Bir diğer unsur ise gerçekleşen hasarın hesaplanabilir özellikte olmasıdır. Sigortacı, hasarın ortalama sıklığını ve şiddetini ölçebilecek durumda olmalıdır. Bu durum sigortacının, sigortalıya yükleyeceği primleri belirlemek ve ödeyeceği tazminatı karşılayacak kadar prim tahsili yapması açısından önemlidir (Kırkbeşoğlu, 2019a).

Sigortalanabilir riskin temel unsurlarından son olanı ise primlerin ekonomik esnekliğe sahip olmasıdır. Bireylerin sigortaya olan talebini etkileyen bir durumdur. Özellikle Türkiye gibi

27

gelişmekte olan ülkelerde primlerin, kişilerin ekonomik durumlarına uygun şekilde ayarlanması ve bir bakıma ödenebilir seviyede olması onların sigorta satın alma eylemlerini etkileyecektir (Kırkbeşoğlu, 2019a). Bu durum sigortacının doğrudan doğruya kendi inisiyatifinde olan bir durum değildir. Elindeki veri ve istatistiklere göre bir prim hesaplaması yapan sigortacının kendi isteğine göre bir prim belirlemesi mümkün değildir. Hasar ihtimalinin yüksek olduğu bir sigortalı, ne kadar prim öderse ödesin, hasar anında sigorta şirketine yaratacağı zarar çok daha fazla olacaktır. Bu nedenle primlerin her zaman herkes için ekonomik bir esneklikte olması beklenemez (Kırkbeşoğlu, 2019a). Primlerin belirlenmesinde hasarın geçmiş dönemdeki sıklığına (veya olasılığına) ve şiddetine (etkisine) de dikkat edilir. Zira bir sigorta ürününün fiyatını belirlerken bu değişkenlerden sadece birini dikkate almak yanıltıcı olacaktır.

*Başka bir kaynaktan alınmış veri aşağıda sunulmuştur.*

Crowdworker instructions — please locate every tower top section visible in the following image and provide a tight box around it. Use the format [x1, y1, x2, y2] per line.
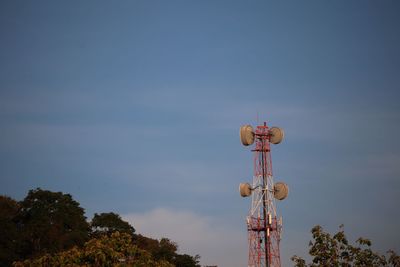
[239, 123, 284, 146]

Örneğin, deprem riski, oldukça korkutucu ve ağır hasarlar yaratan bir risktir. Sadece depremin şiddetini hesaba katıldığında sigortalılardan çok yüksek primler toplanması gerekir. Ancak, deprem riski çok nadiren ortaya çıkan bir risktir. Bu nedenle bireylerden daha makul primler alarak havuz sistemini işletmek mümkün olabilir. Zira yıllarca deprem olmayacağını düşündüğümüzde havuzda çok fazla prim birikmesi sağlanacaktır. Özetle sigortacı primleri belirlerken geçmiş verileri (hasarın sıklığı ve şiddetini) ve kısmen de olsa müşteri beklentilerini hesaba katmak durumundadır (Kırkbeşoğlu ve McNeill, 2015).